明るさを、多くの人を巻き込んでいく上で必要な仕事の道具と認識しているからだ。
誰でも不機嫌になることはある。
しかし、ネアカの重要性を知っていて、ここへの対処を意図して行なっているから最小時間に、機嫌の悪い時間をとどめられるようにしている。

 明るいリーダーの多くは、元々が明るい性格だとか、元気が取り柄だとか、本人の気質によるものではなさそうだ。
数々の企業を立て直してきた山中さんもその一人。
自分の機嫌をコントールする技を、企業変革をリードしていく中で、身に付けてきた、と言う。
最初のうちは、みんなの前で大きな声で怒ることも、特定の人に詰め寄るような後味の悪い場面も多々あった。
山中さんは、家に帰ってからも、怒ったことや詰め寄ったことでの後味の悪さで眠りにつくのが、遅くなった日々も長く続いたそうだ。

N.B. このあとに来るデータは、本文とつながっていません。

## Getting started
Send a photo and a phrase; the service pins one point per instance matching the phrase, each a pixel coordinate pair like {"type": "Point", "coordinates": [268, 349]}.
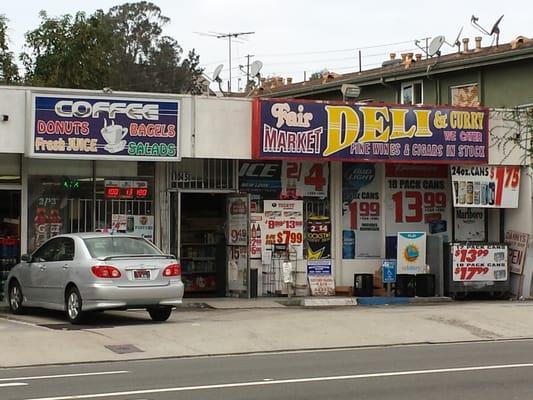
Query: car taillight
{"type": "Point", "coordinates": [172, 270]}
{"type": "Point", "coordinates": [105, 271]}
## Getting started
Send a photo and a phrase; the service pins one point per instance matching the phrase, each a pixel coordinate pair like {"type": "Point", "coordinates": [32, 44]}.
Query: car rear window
{"type": "Point", "coordinates": [116, 245]}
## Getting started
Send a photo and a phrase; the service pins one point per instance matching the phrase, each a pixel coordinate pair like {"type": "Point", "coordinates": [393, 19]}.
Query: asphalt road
{"type": "Point", "coordinates": [488, 370]}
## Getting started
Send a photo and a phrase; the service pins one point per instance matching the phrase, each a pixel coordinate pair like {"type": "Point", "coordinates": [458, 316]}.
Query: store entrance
{"type": "Point", "coordinates": [9, 233]}
{"type": "Point", "coordinates": [203, 244]}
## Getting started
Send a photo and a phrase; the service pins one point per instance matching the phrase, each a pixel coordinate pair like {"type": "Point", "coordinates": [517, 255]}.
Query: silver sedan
{"type": "Point", "coordinates": [96, 271]}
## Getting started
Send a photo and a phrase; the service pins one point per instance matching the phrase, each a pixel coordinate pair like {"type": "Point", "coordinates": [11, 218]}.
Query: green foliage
{"type": "Point", "coordinates": [122, 49]}
{"type": "Point", "coordinates": [8, 69]}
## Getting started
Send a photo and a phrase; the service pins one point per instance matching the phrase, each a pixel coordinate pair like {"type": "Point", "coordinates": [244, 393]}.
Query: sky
{"type": "Point", "coordinates": [295, 38]}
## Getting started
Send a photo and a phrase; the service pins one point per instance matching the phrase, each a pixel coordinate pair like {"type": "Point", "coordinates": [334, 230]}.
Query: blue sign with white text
{"type": "Point", "coordinates": [388, 271]}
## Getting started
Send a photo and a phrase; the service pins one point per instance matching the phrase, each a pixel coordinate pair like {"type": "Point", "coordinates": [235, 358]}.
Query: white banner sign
{"type": "Point", "coordinates": [517, 242]}
{"type": "Point", "coordinates": [284, 225]}
{"type": "Point", "coordinates": [411, 253]}
{"type": "Point", "coordinates": [138, 225]}
{"type": "Point", "coordinates": [304, 178]}
{"type": "Point", "coordinates": [478, 263]}
{"type": "Point", "coordinates": [485, 186]}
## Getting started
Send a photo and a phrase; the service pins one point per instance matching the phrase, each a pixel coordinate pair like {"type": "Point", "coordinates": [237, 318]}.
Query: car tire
{"type": "Point", "coordinates": [160, 314]}
{"type": "Point", "coordinates": [15, 298]}
{"type": "Point", "coordinates": [73, 306]}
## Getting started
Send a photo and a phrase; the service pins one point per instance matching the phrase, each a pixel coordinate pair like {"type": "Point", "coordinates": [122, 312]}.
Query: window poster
{"type": "Point", "coordinates": [283, 225]}
{"type": "Point", "coordinates": [361, 210]}
{"type": "Point", "coordinates": [418, 199]}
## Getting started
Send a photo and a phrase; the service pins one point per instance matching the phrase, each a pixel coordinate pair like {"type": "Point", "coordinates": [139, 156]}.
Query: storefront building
{"type": "Point", "coordinates": [486, 200]}
{"type": "Point", "coordinates": [264, 196]}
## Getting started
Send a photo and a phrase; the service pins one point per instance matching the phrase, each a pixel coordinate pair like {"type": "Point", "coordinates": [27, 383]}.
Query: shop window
{"type": "Point", "coordinates": [60, 199]}
{"type": "Point", "coordinates": [124, 197]}
{"type": "Point", "coordinates": [465, 95]}
{"type": "Point", "coordinates": [412, 93]}
{"type": "Point", "coordinates": [65, 197]}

「このままでは自分の体がもたない」と感じるくらいに疲れたときに、「自分の機嫌は自分で取っていこう」と思い直した。
なぜなら、「誰もトップである自分の機嫌は取ってはくれない。社員のときは上司もいたし、同僚も気にかけてくれていた。
この延長にいる自分がいけなかった、自分の体、社員のためにも、機嫌対策を立てよう」と決めた。

 手始めに、今日できたことの振り返りから着手した。
行動を振り返って、ベストパフォーマンスを書き出していった。
腹立たしいことも書き出していった。
文字にすることで、うまくいったことも、そうでないことも、客観的に見られるようになったのが大きい。
うまくいったことは半分のスピードで、うまくいかなかったことは、事前に対策を打つことで。
自分の機嫌と、第三者的視点をもって、メンテナンスしていった。

 自分の仕事に対するうれしさは、昨日とは違う仕事の仕方、創意工夫が発見できた時。
逆に、イライラは、何回言っても直らない繰り返し作業に見えてしまったときである。
業務だけでない気持ちの振り返りを行なっていく中で、自分が社員にリクエストすべき、仕事の一丁目一番地「今日は昨日と何を変えましたか」が見えてきた。

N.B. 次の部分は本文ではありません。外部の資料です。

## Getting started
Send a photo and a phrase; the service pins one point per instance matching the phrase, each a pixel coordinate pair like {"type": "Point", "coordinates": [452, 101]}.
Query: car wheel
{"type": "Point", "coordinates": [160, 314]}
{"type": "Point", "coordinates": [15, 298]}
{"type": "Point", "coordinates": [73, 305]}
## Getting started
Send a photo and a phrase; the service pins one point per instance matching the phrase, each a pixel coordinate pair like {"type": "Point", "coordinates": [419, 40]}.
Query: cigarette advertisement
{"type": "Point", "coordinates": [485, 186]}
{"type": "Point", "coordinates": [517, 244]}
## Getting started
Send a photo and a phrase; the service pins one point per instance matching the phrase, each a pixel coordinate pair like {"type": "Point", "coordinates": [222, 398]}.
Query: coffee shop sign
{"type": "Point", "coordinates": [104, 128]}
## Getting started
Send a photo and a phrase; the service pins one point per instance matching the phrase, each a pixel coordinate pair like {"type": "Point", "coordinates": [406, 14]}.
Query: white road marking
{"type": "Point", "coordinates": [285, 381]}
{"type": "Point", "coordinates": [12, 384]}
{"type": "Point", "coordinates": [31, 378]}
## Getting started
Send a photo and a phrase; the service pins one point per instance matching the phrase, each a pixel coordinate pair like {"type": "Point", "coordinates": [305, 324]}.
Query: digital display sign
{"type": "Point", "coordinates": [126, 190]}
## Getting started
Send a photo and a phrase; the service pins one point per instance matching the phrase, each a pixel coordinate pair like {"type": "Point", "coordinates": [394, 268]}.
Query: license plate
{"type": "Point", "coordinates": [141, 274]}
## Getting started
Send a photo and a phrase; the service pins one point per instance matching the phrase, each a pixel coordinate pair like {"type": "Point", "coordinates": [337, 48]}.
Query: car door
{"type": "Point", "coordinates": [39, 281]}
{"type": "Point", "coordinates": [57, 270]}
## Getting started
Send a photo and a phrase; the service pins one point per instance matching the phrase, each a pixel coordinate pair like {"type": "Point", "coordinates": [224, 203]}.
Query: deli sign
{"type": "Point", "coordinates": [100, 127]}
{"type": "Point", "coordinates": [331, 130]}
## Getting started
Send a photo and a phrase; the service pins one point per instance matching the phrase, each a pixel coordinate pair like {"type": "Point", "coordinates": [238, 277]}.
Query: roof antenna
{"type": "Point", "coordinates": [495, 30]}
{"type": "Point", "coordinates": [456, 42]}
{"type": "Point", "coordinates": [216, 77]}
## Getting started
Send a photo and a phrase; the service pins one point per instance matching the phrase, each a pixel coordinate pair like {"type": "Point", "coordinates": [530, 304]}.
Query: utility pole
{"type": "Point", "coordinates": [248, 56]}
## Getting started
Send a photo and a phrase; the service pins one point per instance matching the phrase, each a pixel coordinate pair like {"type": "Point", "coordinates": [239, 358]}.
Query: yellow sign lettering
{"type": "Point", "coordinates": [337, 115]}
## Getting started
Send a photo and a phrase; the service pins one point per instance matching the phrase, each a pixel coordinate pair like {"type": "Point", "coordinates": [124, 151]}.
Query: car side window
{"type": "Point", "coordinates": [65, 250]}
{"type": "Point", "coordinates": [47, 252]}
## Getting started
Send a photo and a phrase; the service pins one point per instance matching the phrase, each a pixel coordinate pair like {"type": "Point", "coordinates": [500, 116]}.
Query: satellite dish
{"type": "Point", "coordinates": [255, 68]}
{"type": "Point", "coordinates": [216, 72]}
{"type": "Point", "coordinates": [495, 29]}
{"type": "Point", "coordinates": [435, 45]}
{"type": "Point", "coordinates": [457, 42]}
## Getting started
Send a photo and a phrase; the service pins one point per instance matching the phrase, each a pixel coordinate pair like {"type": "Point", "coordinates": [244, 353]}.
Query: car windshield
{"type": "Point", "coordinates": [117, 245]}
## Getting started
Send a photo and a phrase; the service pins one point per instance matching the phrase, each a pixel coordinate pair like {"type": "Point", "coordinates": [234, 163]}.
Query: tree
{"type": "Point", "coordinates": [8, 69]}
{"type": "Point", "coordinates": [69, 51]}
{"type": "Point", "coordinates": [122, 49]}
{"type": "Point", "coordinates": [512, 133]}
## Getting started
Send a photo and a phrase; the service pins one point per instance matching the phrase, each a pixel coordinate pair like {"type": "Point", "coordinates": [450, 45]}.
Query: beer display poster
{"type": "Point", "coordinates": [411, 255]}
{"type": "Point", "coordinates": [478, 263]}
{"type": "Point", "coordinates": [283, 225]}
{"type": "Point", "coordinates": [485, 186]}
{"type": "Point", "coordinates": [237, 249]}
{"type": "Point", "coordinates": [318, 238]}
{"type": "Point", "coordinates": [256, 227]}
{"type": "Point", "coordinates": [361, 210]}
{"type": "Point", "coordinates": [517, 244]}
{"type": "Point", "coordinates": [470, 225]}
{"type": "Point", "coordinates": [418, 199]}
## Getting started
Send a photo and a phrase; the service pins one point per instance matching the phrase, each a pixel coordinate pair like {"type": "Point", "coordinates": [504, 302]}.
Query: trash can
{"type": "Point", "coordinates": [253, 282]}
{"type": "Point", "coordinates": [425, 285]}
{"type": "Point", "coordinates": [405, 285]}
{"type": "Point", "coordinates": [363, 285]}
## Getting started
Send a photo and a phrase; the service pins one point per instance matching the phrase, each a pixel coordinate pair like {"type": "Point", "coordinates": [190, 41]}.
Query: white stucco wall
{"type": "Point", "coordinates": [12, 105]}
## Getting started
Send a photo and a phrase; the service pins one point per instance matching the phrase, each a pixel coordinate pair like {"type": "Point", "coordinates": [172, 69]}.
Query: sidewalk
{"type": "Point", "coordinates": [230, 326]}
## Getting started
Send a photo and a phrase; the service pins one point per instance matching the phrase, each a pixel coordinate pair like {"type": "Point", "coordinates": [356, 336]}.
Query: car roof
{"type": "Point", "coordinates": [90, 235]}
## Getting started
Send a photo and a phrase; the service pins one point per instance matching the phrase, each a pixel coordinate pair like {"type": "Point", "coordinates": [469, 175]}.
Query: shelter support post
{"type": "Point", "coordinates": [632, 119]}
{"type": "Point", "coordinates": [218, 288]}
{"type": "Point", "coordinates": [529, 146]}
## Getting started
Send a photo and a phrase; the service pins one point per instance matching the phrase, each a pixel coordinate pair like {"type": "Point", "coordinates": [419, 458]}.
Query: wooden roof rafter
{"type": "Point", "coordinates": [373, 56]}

 自分とメンバーの間に置くべき、仕事の仕方の良しあしをはかるモノサシが分かってから、社内のいたるところに、メッセージを張り出した。
自分が大切にしていることはこれです。
これだけは、意識して仕事をしてください。
そうすると、皆さんも成長できるし、会社ももうかる。
そして、何より、私の仕事を見る目が鍛えられる。

 山中さんは、メンバーと自分の間にあるモノサシを明らかにしていくという行為と、日々の業務だけでなく気持ちも振り返る時間を持ち、自分の機嫌を保てるようになった。
聖人君子だから、できたものではない。

 リーダーになったら、自分の機嫌を取ってくれない。
この当たり前の事実に気づかずに、部下の前で文句を言ってしまっている人も少なくはないだろう。
言いたくなる気持ちも、必要以上にメンバーに厳しくしてしまいたくなる気持ちも分かる。
しかし、明るさは仕事を前に進めていくための道具であるのだ。
自分の機嫌を自分で取るための仕掛けをつくっていこう。